Just because the government doesn’t write the term “profit” on its acounting sheets, doesn’t mean that capital is free. To the contrary, capital is costly and the government’s use of capital has a social cost, even if it is not formally acknowledged.
Medicare Advantage plans, if run by for-profit carriers like WLP or UNH, pay taxes which come before profits. Are they to be punished because they are forced to fund the governemnt program which consumes, rather than pays, taxes?
The argument of Klein and others, if true, would be scalable to all goods and services. For example, carmakers, hotels, and supermarkets all earn profits. If the government owned the carmakers (oops, it does, doesn’t it?), the hotels, and the supermarkets, would they operate at lower administrative cost? Nobody would be fooled by such an argument for one second.
I agree with Ken. I have no idea why Health Affairs would publish such poorly reasoned rubbish.
Ditto Joe and Ken.
Archer is not providing any new argument or producing any new studies. she’s just repeating leftwing bromides.

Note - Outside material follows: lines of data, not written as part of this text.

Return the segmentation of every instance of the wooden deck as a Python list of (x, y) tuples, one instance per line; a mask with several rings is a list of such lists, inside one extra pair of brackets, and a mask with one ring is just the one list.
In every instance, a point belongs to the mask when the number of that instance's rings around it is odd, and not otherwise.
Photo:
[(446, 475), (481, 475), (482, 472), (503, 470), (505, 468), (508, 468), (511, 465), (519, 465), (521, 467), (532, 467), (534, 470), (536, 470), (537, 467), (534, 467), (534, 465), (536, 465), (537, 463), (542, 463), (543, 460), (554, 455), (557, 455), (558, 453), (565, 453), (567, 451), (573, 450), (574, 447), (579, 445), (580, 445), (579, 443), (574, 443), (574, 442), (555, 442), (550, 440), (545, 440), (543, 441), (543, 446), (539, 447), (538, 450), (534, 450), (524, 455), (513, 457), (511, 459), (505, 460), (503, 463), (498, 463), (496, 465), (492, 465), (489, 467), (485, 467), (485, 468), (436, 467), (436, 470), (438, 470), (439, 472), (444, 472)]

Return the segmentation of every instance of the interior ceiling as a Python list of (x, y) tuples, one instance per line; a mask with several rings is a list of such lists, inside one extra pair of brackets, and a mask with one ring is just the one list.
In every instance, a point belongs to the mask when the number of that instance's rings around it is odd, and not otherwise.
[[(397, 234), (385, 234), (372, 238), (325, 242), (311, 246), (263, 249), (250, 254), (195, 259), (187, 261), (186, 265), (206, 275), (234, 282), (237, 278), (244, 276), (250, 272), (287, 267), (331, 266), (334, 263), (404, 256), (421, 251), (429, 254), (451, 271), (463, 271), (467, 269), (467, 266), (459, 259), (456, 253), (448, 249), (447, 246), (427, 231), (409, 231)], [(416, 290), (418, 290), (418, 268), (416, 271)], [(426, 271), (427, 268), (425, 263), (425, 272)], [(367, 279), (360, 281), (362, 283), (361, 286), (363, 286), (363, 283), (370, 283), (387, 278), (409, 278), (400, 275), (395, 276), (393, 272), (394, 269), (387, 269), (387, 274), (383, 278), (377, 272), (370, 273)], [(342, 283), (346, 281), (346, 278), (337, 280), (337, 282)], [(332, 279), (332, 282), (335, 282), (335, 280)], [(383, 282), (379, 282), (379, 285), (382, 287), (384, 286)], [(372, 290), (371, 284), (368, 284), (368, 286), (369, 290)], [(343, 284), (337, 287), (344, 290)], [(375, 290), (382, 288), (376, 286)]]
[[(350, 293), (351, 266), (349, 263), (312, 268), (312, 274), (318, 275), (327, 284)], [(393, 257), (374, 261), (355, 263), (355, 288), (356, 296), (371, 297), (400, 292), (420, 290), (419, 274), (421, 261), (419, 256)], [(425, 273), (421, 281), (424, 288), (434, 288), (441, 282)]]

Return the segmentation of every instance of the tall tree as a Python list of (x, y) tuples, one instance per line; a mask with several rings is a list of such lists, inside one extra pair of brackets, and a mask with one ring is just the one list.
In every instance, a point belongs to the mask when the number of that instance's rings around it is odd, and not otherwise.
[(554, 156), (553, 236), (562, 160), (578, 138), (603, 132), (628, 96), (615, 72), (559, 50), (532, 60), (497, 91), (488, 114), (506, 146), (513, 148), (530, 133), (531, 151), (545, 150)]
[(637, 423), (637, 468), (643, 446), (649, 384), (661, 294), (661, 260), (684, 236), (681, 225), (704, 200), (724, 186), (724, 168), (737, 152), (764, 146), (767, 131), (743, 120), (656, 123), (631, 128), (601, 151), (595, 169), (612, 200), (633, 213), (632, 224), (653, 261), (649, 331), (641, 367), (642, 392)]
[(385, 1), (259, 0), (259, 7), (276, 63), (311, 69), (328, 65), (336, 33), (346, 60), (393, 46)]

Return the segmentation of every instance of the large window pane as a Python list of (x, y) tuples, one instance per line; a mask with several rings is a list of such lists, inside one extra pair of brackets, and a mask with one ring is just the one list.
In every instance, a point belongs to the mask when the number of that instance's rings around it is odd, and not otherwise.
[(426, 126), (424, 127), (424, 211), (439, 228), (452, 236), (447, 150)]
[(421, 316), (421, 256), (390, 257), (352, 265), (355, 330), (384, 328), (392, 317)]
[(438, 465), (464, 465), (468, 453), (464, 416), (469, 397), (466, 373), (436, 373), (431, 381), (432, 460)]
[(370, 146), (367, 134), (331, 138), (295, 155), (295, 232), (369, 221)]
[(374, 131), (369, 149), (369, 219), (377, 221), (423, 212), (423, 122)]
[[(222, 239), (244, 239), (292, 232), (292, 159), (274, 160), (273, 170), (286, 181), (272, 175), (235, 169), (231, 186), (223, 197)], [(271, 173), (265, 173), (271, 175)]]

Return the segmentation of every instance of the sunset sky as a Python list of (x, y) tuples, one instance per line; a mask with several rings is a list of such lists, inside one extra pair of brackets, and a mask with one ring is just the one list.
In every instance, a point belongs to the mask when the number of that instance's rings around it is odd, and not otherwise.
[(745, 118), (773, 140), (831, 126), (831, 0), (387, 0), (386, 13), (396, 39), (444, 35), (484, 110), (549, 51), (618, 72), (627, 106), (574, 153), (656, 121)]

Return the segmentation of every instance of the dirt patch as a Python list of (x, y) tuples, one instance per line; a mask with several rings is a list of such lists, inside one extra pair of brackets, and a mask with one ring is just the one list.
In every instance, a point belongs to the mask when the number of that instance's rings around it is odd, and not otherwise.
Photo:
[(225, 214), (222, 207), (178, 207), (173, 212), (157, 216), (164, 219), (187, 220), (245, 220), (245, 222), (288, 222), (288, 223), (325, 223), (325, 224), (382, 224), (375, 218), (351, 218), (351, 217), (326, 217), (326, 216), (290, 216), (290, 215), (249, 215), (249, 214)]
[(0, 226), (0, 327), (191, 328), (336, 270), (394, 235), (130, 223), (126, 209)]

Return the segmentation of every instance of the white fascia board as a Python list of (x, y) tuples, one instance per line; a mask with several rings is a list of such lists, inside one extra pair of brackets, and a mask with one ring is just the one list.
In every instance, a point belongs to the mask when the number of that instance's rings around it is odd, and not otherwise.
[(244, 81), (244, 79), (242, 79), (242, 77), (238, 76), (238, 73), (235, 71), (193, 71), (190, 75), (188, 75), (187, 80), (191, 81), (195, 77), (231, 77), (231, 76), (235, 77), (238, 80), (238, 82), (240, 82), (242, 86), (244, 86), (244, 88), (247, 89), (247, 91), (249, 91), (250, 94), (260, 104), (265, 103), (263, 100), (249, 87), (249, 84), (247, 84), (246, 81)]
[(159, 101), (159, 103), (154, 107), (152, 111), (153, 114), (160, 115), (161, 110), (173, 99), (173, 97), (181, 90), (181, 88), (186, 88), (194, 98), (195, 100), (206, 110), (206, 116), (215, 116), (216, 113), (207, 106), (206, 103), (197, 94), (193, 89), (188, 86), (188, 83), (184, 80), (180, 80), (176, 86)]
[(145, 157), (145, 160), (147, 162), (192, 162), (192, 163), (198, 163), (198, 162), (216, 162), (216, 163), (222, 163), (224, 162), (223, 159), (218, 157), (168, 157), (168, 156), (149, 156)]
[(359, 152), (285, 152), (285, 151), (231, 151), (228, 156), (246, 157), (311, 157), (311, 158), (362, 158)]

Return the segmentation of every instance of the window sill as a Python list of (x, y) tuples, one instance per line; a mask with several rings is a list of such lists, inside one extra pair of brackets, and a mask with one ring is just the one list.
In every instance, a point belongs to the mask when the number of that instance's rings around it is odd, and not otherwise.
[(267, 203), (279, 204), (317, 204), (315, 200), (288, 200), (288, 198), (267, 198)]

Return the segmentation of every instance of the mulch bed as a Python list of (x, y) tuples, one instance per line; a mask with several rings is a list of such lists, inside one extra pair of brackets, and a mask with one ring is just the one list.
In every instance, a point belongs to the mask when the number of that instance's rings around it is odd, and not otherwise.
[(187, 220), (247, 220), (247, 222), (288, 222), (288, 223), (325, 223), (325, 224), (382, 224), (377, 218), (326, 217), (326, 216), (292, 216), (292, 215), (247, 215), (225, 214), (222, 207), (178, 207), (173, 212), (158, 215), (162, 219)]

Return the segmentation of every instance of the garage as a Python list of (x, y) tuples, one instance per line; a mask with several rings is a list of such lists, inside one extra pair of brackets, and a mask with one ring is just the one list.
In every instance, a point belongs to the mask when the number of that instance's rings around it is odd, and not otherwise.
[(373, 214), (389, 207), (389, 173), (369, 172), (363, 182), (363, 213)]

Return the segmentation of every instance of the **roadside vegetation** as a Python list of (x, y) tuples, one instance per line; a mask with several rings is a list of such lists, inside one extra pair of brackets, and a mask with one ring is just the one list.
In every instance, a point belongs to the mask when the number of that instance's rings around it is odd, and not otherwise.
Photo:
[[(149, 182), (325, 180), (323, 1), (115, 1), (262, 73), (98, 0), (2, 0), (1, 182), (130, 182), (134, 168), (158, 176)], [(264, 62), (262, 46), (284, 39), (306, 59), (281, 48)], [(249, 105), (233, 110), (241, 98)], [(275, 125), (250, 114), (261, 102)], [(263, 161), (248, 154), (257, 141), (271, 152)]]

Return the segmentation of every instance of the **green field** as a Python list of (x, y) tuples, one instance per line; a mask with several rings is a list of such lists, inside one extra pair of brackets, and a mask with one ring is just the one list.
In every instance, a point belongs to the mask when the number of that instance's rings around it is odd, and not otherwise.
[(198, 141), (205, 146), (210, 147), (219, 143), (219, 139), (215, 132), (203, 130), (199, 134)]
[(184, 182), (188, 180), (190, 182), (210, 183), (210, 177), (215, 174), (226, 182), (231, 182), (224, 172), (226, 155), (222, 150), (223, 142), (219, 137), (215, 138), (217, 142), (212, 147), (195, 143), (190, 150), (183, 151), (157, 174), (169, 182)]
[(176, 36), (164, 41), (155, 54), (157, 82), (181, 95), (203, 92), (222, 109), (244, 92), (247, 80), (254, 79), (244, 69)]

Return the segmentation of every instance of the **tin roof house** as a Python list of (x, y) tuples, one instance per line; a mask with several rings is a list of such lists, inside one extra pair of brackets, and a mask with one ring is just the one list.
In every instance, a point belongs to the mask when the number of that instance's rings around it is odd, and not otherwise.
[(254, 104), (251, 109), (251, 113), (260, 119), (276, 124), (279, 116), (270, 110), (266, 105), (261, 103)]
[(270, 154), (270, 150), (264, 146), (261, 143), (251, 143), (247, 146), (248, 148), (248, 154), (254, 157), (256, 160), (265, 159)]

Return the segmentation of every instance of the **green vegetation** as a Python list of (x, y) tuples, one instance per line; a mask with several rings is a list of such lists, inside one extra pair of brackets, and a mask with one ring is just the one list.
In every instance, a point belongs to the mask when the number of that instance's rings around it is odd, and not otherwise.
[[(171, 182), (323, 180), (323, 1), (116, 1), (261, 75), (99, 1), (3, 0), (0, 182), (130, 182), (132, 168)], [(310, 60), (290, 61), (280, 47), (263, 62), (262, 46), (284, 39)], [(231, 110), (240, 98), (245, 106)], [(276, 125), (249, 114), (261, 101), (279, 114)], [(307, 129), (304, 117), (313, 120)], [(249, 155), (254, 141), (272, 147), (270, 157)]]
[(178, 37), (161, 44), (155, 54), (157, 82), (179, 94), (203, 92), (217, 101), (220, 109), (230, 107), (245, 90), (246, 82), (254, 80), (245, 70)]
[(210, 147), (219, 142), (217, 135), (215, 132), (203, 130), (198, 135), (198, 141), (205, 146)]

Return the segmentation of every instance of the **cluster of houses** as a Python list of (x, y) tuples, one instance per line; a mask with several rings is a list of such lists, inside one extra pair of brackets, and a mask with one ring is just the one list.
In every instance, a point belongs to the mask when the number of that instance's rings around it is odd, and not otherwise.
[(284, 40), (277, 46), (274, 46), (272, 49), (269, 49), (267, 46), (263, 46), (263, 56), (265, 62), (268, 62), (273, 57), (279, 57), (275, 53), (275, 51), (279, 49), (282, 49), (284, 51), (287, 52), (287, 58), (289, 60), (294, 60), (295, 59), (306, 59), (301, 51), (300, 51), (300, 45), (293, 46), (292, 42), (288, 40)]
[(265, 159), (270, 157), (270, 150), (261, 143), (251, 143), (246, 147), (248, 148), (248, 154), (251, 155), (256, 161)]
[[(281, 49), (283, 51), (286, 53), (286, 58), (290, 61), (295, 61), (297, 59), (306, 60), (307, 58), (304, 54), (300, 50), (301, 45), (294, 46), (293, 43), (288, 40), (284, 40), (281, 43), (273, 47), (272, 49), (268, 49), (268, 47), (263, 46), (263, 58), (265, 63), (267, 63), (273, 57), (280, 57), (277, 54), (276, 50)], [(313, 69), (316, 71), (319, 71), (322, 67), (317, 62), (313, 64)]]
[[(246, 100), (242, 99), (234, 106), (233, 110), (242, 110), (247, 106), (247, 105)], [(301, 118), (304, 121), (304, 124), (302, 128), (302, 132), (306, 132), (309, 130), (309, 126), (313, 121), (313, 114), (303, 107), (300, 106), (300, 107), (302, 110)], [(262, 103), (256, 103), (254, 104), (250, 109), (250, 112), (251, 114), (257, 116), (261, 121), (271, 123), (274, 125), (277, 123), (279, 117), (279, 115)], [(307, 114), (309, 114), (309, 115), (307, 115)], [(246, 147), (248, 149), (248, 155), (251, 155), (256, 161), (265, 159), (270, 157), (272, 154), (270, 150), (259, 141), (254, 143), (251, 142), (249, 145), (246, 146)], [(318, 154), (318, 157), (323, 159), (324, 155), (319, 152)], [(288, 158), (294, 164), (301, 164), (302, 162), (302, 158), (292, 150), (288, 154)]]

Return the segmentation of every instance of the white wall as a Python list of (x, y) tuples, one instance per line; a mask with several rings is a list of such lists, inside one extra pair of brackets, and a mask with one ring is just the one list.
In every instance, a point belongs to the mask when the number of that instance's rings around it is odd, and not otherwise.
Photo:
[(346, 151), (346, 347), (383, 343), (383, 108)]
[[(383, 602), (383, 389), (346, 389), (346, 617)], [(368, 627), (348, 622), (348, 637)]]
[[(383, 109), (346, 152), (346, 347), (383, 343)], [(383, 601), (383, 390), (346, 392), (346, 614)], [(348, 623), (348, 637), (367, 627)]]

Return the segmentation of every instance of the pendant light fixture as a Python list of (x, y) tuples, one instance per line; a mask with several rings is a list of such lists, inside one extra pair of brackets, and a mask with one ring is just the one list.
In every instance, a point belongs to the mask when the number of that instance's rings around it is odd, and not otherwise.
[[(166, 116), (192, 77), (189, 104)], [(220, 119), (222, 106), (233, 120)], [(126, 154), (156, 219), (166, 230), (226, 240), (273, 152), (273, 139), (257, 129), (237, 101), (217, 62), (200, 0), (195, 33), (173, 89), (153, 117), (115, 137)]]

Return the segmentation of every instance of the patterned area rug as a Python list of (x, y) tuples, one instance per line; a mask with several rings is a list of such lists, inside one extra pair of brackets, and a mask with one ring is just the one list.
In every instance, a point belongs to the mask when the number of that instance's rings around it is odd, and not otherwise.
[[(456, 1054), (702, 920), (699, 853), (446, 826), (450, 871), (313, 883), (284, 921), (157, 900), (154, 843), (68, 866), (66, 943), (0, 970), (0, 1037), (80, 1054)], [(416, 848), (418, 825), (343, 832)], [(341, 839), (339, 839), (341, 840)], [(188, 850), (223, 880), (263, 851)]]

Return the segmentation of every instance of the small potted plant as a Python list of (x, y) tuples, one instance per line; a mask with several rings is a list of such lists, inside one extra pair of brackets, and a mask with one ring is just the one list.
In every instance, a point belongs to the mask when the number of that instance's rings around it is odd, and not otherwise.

To pile on a little more, I would note that waiting lists are part of overhead and that they are never, ever, considered when people are trying to make the case for government control of health care.
In this paragraph:
“More importantly, Hacker’s comparison commits the fallacy of conflating spending and costs. Even if government contains health care spending better than private insurance (which is not at all clear), it could still impose greater overall costs on enrollees and society than private insurance. For example, if a government program refused to pay for lifesaving medical procedures, it would incur considerable nonmonetary costs (i.e., needless suffering and death). Yet it would look better in Hacker’s comparison than a private health plan that saved lives by spending money on those services.”
I think it misses the point that private insurance refuses to pay for various “lifesaving” treatment all the time, thereby inflicting the same type of social costs. Their goal is to maximize profits, not health outcomes. What we need is reform that takes steps in the direction of support evidence based medicine and holds providers accountable (to some extent) for outcomes. I think that ACA takes a few baby steps in that direction. This is not to say it couldn’t be done more effectively, but political realities constrained what was possible. It’s too easy to demagogue good policy into “they’re gonna kill grandma” nonsense.